Please forgive me, but I cannot understand how a question like this can come from someone with Web access. Unless you are stuck in a jungle somewhere and have enlisted someone to trek through hundreds of miles of rain forest to find the nearest village with an internet cafe and submit this question for you, you surely must understand that there are ways of bypassing primitive telephone service, let alone the U.S. MAIL, so that you and your paramour can communicate for hours on a single quarter.
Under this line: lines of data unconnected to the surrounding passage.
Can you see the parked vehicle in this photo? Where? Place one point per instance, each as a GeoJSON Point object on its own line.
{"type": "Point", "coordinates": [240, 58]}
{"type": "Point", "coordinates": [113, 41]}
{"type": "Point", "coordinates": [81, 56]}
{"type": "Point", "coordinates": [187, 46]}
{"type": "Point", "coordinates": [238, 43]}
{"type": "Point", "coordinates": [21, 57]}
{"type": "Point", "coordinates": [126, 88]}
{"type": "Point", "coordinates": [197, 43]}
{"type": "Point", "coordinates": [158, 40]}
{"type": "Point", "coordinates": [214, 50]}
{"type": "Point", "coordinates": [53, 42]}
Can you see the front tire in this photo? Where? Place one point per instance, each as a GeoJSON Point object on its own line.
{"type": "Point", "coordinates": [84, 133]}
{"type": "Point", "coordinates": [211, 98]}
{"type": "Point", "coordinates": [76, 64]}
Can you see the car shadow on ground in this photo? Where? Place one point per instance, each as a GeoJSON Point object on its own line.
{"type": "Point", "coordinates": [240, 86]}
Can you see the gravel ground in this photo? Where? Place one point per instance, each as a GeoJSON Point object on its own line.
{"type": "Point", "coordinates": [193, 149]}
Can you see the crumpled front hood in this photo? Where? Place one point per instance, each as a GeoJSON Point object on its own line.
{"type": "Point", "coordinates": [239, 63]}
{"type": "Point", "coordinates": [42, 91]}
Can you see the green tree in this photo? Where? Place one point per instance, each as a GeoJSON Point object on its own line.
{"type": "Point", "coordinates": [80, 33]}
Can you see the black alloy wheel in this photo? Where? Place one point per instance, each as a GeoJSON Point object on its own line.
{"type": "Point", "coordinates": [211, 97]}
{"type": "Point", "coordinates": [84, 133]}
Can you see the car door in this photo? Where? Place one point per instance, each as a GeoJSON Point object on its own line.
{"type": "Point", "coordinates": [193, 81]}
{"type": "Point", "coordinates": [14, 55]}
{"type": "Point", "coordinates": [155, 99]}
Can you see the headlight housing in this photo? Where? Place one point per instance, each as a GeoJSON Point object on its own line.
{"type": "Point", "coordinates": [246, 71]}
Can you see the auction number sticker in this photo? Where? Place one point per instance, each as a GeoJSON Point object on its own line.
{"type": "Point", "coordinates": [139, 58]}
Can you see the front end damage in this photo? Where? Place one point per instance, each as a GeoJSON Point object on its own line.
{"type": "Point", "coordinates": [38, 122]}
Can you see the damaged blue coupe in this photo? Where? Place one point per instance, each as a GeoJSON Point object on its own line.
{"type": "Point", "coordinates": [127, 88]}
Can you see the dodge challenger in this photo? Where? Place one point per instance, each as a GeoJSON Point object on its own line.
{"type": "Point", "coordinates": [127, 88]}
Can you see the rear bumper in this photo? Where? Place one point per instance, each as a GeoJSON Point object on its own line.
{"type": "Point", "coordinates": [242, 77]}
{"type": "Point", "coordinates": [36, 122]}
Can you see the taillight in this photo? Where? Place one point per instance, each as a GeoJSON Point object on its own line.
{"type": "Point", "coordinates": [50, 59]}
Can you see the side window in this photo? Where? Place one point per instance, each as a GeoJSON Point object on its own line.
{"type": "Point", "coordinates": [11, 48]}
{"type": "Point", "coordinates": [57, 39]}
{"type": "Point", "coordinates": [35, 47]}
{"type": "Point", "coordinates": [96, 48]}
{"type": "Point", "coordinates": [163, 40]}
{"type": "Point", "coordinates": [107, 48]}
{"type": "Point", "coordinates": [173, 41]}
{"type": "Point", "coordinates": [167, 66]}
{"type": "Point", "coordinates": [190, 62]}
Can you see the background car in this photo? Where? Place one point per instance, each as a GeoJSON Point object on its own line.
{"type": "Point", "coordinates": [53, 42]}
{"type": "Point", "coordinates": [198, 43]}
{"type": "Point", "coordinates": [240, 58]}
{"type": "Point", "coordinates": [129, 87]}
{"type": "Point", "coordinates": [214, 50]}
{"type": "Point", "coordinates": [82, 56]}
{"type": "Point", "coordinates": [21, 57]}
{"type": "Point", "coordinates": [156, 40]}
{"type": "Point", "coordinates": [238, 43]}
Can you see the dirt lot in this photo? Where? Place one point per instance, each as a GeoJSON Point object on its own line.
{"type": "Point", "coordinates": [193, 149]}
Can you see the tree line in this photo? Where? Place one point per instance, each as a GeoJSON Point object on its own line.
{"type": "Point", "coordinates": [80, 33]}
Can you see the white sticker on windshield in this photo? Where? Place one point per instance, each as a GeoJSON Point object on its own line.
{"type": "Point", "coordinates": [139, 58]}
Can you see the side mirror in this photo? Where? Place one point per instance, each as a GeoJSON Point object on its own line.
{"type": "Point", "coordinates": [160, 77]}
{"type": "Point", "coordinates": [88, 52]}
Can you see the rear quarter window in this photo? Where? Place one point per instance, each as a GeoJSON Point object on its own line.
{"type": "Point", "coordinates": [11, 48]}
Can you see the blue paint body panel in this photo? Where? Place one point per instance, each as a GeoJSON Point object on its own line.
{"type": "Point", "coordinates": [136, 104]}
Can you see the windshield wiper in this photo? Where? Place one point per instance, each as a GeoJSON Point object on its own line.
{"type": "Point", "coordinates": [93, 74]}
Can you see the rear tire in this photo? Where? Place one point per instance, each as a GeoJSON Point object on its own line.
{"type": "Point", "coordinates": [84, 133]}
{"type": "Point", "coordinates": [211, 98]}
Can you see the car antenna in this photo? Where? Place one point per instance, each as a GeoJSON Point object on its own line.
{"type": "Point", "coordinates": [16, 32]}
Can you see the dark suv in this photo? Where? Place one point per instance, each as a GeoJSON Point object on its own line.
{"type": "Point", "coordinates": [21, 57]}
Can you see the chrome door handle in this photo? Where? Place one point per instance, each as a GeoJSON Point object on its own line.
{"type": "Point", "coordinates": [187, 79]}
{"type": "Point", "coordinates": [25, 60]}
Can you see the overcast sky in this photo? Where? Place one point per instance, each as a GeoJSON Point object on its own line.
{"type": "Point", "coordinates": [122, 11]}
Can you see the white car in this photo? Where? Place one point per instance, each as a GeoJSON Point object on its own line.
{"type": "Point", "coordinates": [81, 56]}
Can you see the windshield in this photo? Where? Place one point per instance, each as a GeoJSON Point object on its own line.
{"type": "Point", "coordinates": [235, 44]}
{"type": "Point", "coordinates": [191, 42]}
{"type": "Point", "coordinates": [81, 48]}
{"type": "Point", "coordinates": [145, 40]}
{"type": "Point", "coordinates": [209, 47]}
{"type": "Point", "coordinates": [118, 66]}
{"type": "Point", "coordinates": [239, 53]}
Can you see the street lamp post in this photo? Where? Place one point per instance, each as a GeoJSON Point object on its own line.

Have you never heard of n-talk or chat?

You must catch up with the times. Face-to-face relationships are almost a thing of the past. All across our planet, highly trained scientists are working in clean, bright, modern laboratories, 24 hours a day, to develop and refine simulated neural pathways made of the most durable and highly conductive inorganic substances ever manufactured. When implanted in our brains and connected to banks of high-speed computers, these networks will make actual interpersonal contact irrelevant. All sensory stimuli will be programmed into the system. All emotional and physical interchanges will be created by central circuits. No longer will we have to endure the smells and messes of our base animal functions, or the uncertainty and humiliation that is inevitable when human encounters human. As the technology becomes more and more sophisticated, humans will finally fulfill their evolutionary destiny: to become huge brains in bell jars, perfectly efficient vehicles for intercerebral communication.

You and others like you, bravely attempting to maintain love affairs while thousands of miles apart, are to be considered pioneers in the new technology of interpersonal relations. You are soldiers of the heart, the Lewis and Clarks of Love. We of mere blood and bone salute you!